In May 1110, at the request of the Saljûq sultan Muhammad Tapar, Mawdûd attacked the city of Edessa (mod. Şanlıurfa, Turkey), assisted by two Turcoman leaders, īlghāzī and Suqmān al-Qutbī. They retreated after the arrival of relieving forces under King Baldwin I of Jerusalem and Tancred of Antioch, but were able to defeat the Franks near the Euphrates. However, the Turkish commanders lacked a strategy for further action and returned home.

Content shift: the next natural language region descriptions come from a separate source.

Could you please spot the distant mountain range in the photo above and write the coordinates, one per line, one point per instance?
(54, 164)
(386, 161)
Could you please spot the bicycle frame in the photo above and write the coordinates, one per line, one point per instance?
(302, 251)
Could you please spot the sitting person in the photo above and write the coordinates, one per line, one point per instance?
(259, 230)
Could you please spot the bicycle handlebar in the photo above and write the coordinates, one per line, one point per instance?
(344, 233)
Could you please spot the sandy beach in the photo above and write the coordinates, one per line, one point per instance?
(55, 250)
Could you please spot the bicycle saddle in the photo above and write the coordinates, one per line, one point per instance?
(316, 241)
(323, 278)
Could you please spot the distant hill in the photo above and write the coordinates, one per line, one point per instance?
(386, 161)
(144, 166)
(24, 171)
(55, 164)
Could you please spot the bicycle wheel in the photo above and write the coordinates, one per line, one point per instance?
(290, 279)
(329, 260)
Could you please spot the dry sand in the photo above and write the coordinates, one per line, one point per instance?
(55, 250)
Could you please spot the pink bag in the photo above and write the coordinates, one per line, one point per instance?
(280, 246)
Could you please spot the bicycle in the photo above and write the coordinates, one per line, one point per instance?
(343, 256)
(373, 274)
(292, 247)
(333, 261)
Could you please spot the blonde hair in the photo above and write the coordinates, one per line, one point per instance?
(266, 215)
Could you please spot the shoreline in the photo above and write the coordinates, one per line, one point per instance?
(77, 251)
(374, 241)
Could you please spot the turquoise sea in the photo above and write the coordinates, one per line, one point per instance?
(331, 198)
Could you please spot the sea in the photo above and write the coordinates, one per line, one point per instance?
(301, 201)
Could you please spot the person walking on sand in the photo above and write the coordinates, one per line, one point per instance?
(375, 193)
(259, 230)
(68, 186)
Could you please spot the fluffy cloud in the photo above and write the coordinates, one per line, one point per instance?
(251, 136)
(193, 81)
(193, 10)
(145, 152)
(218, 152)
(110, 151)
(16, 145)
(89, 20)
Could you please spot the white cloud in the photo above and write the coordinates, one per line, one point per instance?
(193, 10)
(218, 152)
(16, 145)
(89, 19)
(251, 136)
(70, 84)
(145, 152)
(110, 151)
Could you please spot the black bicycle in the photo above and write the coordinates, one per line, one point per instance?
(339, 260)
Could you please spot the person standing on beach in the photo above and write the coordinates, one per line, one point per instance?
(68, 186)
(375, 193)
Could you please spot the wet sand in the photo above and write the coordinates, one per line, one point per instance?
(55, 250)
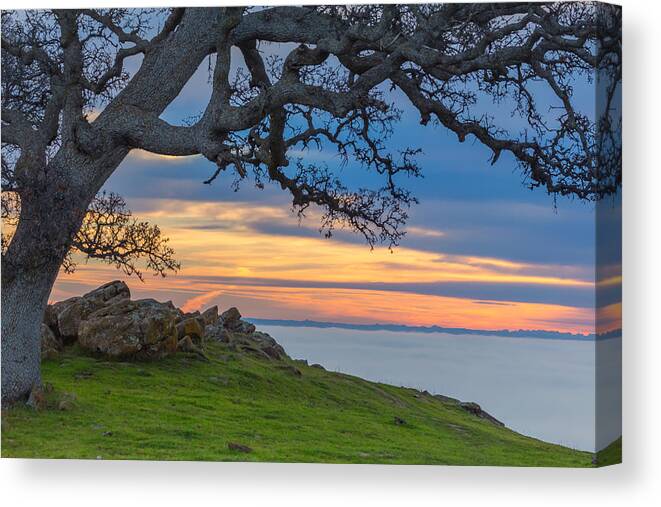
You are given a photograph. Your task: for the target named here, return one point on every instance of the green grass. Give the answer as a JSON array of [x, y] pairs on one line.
[[183, 408], [611, 455]]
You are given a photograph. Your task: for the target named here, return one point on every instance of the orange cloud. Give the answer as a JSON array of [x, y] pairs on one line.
[[230, 240]]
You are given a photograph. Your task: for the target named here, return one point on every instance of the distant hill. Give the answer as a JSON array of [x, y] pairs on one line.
[[520, 333]]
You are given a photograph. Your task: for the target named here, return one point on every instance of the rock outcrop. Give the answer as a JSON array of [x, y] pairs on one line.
[[107, 322], [143, 329], [65, 317]]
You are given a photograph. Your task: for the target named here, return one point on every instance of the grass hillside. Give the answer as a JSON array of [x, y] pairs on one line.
[[185, 408], [611, 455]]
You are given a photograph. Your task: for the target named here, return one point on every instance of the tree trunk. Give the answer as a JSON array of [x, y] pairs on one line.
[[30, 266], [24, 300]]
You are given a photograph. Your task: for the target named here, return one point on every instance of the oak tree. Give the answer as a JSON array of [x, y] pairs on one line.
[[333, 85]]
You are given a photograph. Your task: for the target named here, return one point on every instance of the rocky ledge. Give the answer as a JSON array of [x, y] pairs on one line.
[[107, 322]]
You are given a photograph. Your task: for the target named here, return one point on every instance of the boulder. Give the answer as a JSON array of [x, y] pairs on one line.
[[473, 408], [71, 312], [216, 332], [186, 344], [50, 344], [186, 315], [193, 327], [231, 317], [210, 315], [143, 329]]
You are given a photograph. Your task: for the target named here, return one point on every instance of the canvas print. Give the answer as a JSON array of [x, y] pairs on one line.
[[323, 234]]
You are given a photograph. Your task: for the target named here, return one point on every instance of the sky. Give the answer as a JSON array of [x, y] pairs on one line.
[[481, 251]]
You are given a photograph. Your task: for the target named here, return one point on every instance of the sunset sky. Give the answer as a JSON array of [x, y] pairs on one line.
[[481, 251]]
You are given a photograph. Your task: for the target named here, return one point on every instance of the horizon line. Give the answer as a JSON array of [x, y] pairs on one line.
[[532, 333]]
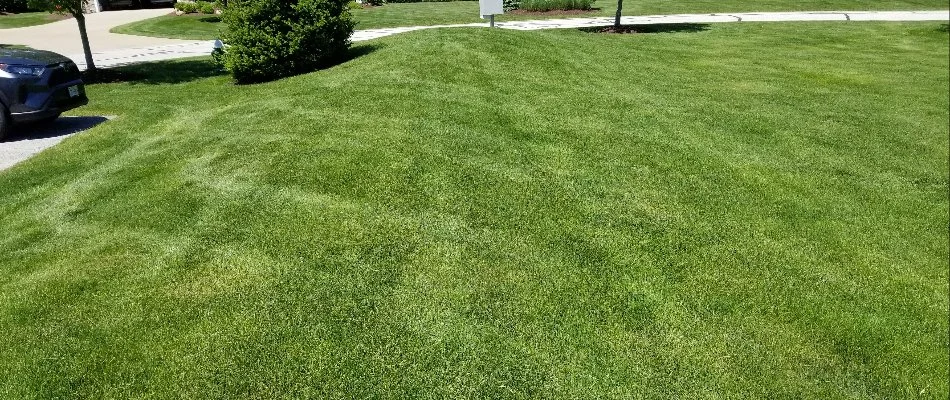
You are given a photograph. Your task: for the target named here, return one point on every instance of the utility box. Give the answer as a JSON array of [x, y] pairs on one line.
[[490, 7]]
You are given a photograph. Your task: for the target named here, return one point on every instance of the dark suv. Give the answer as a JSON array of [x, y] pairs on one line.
[[36, 86]]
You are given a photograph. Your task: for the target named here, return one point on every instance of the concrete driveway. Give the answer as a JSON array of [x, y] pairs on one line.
[[27, 141], [63, 36]]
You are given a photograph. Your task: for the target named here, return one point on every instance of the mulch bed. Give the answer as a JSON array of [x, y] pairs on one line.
[[552, 12], [648, 28]]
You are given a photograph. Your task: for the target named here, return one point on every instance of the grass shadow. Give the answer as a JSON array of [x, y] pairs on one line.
[[353, 53], [649, 28], [158, 72], [63, 126], [187, 70]]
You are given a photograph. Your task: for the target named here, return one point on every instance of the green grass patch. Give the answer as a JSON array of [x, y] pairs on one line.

In 1111 the inhabitants of Aleppo appealed to the ‘Abbāsid caliph in Baghdad for help against the encroachments of the Franks. Sultan Muhammad Tapar ordered Mawdûd and other Turkish lords from Persia and Mesopotamia to undertake a jihād (holy war) and sent two of his sons on the campaign. This large army besieged Edessa and Turbessel (mod. Tellbaflar Kalesi, Turkey) without success, and when it moved on to Aleppo, the ruler of Aleppo, Ridwān, closed the city to it, fearing the loss of his independence to the Turks of Iraq and Persia. Although Mawdûd and his allies were able to ward off the Frankish attack on the town of Shaizar (south of Aleppo), the army eventually dispersed.

Mawdûd’s last compaign was the most effective one. In spring 1113, Tughtigin, atabeg of Damascus, asked Mawdûd for military help against Baldwin I of Jerusalem, who was plundering Damascene territory. A large army under Mawdûd arrived in Syria in May 1113. Baldwin I, fearing the strength of the Iraqi army, offered some territorial concessions to Tughtigin. However, on 28 June 1113 the joint Muslim forces confronted the army of Jerusalem at al-Sinnabrah, south of Lake Tiberias. According to William of Tyre and most Muslim chroniclers, the battle was disastrous for the Franks, and subsequently the Muslim forces plundered Palestine all summer, reaching as far as Jaffa (mod. Tel Aviv-Yafo, Israel) and Acre (mod. ‘Akko, Israel). Tughtigin feared Mawdûd’s huge success and ended the campaign, even though Jerusalem was left nearly unprotected. When Mawdûd withdrew to Damascus, he was murdered in September by Assassins hired by Tughtigin. As a result, Damascus and Jerusalem established peaceful relations and cooperated against the sultan.